Regex Engine

A complete regular expression engine implemented from scratch, building from basic automata operations to advanced features like capturing groups and backreferences. This class project for [CSE 30151: Theory of Computing] demonstrates algorithm design and implementation (Thompson's construction, BFS graph traversal), data structure engineering (NFA representation, AST manipulation), parser construction (recursive descent parsing with operator precedence), performance optimization (epsilon closure precomputation), software engineering practices (modular design, comprehensive testing), system programming (CLI tool development, file I/O), and formal language theory (automata theory, regular languages, context-dependent matching).

Demo

# Basic regex matching
echo "hello world" | python3 cp2/agrep.py "hello.*"

# Capturing groups
python3 cp3/re_groups.py "(a+)(b+)" "aaabbb"

# Backreferences
echo "abab" | python3 cp4/bgrep.py "(a+)\g<1>"

Tech Stack

Languages:
Core Concepts: Nondeterministic Finite Automata (NFA), Thompson's Construction, Recursive Descent Parsing
Algorithms: BFS graph traversal, epsilon closure optimization, context-dependent matching

Key Features

NFA Construction & Simulation: Implements nondeterministic finite automata with ε-transitions and efficient BFS-based simulation
Regex Parsing: Recursive descent parser supporting union (|), concatenation, and Kleene star (*)
Regex-to-NFA Conversion: Thompson's construction algorithm converting regex patterns to NFAs
Capturing Groups: Extracts and tracks matched substrings with group numbering
Backreferences: Supports \g<1>, \g<2>, etc. to match previously captured groups
Text Processing: Mini sed implementation (msed) for pattern-based text transformation
CLI Tools: Production-ready command-line utilities (agrep, bgrep, re_groups, msed)

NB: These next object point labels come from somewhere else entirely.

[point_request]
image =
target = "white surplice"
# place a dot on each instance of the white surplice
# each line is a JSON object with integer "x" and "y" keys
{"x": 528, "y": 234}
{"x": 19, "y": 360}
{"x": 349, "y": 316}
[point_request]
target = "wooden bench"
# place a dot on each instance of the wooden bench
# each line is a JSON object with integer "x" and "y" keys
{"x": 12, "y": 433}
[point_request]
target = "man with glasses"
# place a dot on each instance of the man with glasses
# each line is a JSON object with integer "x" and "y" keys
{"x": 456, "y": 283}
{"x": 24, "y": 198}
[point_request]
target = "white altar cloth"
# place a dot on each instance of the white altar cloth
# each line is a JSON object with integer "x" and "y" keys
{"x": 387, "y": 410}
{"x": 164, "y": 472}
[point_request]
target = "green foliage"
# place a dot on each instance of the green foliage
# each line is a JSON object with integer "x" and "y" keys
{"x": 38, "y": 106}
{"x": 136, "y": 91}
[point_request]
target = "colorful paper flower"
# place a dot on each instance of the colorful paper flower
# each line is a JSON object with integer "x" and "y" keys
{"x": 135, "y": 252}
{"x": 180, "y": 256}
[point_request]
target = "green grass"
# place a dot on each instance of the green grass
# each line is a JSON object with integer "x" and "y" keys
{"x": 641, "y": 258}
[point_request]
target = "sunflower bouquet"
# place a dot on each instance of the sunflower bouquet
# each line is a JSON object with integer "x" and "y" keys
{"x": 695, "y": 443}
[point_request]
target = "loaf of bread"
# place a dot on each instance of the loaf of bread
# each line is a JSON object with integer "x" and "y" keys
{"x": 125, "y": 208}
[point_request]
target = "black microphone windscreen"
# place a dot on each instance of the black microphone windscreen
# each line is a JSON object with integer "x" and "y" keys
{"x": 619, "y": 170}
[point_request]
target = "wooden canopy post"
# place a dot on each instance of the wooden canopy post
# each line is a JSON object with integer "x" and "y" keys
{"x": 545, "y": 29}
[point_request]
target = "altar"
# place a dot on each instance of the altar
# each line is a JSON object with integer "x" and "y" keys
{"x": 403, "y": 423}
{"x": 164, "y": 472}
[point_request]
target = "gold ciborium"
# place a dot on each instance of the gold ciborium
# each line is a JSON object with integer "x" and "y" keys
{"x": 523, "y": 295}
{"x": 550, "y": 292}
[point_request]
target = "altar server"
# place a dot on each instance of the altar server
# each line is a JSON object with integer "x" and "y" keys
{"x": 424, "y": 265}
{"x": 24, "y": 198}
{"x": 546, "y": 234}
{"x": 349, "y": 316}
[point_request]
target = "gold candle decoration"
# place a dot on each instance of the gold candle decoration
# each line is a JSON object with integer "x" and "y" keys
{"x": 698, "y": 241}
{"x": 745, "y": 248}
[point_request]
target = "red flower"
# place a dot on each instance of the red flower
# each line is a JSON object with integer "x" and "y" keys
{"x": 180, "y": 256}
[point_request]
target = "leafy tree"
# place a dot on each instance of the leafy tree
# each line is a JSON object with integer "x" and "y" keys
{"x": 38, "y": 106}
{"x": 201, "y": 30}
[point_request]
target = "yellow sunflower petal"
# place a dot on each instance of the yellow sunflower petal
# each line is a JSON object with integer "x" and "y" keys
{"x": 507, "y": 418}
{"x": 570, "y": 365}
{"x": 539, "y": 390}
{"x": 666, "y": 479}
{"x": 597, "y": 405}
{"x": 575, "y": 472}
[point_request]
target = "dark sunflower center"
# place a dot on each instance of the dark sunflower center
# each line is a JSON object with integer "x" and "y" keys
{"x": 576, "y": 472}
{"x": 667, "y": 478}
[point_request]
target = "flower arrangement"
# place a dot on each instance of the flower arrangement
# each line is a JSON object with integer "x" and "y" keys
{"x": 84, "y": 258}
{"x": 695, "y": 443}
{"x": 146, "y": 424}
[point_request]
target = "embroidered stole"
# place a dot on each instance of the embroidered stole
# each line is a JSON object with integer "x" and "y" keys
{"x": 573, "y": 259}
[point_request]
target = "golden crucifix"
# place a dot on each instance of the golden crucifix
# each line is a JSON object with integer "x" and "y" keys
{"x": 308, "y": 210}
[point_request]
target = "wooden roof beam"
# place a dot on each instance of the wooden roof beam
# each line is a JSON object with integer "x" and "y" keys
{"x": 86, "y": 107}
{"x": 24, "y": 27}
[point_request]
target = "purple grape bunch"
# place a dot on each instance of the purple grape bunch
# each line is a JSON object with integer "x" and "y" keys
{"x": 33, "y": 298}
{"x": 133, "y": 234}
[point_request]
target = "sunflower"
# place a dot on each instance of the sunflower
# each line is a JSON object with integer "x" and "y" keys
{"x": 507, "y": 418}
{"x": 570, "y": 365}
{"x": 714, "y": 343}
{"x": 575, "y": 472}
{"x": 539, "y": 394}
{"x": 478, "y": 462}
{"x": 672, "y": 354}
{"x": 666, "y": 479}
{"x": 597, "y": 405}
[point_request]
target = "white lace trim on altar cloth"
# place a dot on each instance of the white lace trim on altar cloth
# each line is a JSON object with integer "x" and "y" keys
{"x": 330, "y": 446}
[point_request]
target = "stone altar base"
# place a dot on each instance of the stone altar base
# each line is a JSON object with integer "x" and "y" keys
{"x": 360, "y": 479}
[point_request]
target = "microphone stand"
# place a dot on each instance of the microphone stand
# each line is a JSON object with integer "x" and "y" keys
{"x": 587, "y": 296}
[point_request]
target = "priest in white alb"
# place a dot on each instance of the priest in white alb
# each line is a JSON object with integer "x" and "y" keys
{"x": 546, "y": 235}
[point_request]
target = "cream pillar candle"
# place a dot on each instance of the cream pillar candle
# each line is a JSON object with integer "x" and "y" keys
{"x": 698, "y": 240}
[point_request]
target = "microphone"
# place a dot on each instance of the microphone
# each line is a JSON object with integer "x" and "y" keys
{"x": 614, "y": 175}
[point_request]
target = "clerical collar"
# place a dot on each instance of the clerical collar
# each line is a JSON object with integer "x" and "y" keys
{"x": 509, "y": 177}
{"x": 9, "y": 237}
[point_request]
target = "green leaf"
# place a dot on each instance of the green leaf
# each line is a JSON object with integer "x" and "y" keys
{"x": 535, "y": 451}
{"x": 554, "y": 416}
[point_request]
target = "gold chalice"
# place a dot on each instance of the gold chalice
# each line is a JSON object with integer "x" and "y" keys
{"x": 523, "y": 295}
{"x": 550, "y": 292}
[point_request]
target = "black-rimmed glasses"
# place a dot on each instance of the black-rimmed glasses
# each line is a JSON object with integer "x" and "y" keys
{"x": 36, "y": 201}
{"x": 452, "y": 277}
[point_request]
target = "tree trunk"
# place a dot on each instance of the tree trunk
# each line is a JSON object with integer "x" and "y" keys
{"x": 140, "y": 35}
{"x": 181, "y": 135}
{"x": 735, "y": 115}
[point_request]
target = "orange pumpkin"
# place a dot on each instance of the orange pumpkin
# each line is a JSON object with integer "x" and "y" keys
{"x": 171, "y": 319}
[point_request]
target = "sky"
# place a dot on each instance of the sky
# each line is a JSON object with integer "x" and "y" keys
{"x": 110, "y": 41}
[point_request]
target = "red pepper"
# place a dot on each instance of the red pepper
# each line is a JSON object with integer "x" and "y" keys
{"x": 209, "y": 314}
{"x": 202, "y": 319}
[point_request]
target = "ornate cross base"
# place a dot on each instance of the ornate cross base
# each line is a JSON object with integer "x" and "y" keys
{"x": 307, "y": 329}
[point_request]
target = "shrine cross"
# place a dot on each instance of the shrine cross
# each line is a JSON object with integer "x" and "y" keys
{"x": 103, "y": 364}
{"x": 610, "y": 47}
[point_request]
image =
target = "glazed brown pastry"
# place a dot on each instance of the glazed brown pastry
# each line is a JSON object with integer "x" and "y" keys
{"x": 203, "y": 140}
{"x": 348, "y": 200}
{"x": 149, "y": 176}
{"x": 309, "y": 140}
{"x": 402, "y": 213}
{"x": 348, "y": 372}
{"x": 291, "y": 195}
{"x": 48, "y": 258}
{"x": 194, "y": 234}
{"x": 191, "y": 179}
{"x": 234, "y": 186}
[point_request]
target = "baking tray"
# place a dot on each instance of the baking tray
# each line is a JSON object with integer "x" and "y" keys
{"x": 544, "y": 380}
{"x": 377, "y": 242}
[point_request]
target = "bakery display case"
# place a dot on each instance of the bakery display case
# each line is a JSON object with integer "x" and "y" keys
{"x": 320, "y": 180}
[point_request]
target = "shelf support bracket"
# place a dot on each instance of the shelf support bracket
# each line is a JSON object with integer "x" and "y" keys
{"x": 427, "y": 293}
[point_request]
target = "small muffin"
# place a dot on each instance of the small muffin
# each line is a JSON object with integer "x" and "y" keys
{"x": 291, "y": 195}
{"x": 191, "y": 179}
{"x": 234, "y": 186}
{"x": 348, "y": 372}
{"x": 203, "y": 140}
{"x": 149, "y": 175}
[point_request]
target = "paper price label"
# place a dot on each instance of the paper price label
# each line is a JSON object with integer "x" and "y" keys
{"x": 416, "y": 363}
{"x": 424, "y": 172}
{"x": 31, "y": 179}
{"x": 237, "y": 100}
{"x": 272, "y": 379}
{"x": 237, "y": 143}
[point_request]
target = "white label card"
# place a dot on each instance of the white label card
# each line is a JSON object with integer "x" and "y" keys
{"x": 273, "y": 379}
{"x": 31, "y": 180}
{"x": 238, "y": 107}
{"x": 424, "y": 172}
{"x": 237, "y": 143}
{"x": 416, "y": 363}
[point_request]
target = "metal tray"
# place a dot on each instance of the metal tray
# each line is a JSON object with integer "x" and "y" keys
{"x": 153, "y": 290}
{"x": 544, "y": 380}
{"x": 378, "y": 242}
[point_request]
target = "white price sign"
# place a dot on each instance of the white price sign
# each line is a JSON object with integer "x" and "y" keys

What I Learned / Design Tradeoffs

Algorithm Implementation

Thompson's Construction: Learned how to systematically convert regex operators to NFA structures, understanding the elegance of using nondeterminism to handle alternation
BFS Simulation: Implemented efficient NFA simulation with O(n·m) complexity, learning to balance correctness with performance
Epsilon Closure Optimization: Discovered the importance of precomputation to avoid redundant graph traversals during matching

Design Decisions

NFA over DFA: Chose NFAs for easier construction via Thompson's algorithm, accepting slightly slower simulation for simpler implementation
State Renaming: Implemented prefix-based state renaming when combining NFAs to prevent collisions, ensuring modularity
Environment-Based Captures: Used a dictionary-based environment to track captures, allowing clean separation between matching logic and capture tracking
Recursive Descent Parsing: Built a maintainable parser using recursive descent, handling operator precedence through grammar structure

Complexity Insights

NFA construction: O(m) states for regex of length m
NFA simulation: O(n·m) time complexity, optimized with precomputed epsilon closures
Backreference matching: Exponential worst-case, mitigated with cycle detection

How to Run Locally

Prerequisites

# Ensure Python 3 is installed
python3 --version

Basic Usage

1. Test NFA matching:

python3 cp1/nfa_path.py examples/sipser-n1.nfa "ab"

2. Convert regex to NFA:

echo "a*b" | python3 cp2/re_to_nfa.py

3. Pattern matching with agrep:

echo -e "hello\nworld\nhi" | python3 cp2/agrep.py "h.*"

4. Capturing groups:

python3 cp3/re_groups.py "(a+)(b+)" "aaabbb"

5. Backreferences:

echo -e "abab\nabba" | python3 cp4/bgrep.py "(a+)\g<1>"

6. Text processing with msed:

echo "hello world" | python3 cp3/msed.py -e "s/hello/hi/"

Run Test Suites

# Test all checkpoints
bash tests/test-cp1.sh
bash tests/test-cp2.sh
bash tests/test-cp3.sh
bash tests/test-cp4.sh

Architecture

The project is organized into 4 progressive checkpoints, each building on the previous:

Project 1: Nondeterministic Finite Automata (NFAs)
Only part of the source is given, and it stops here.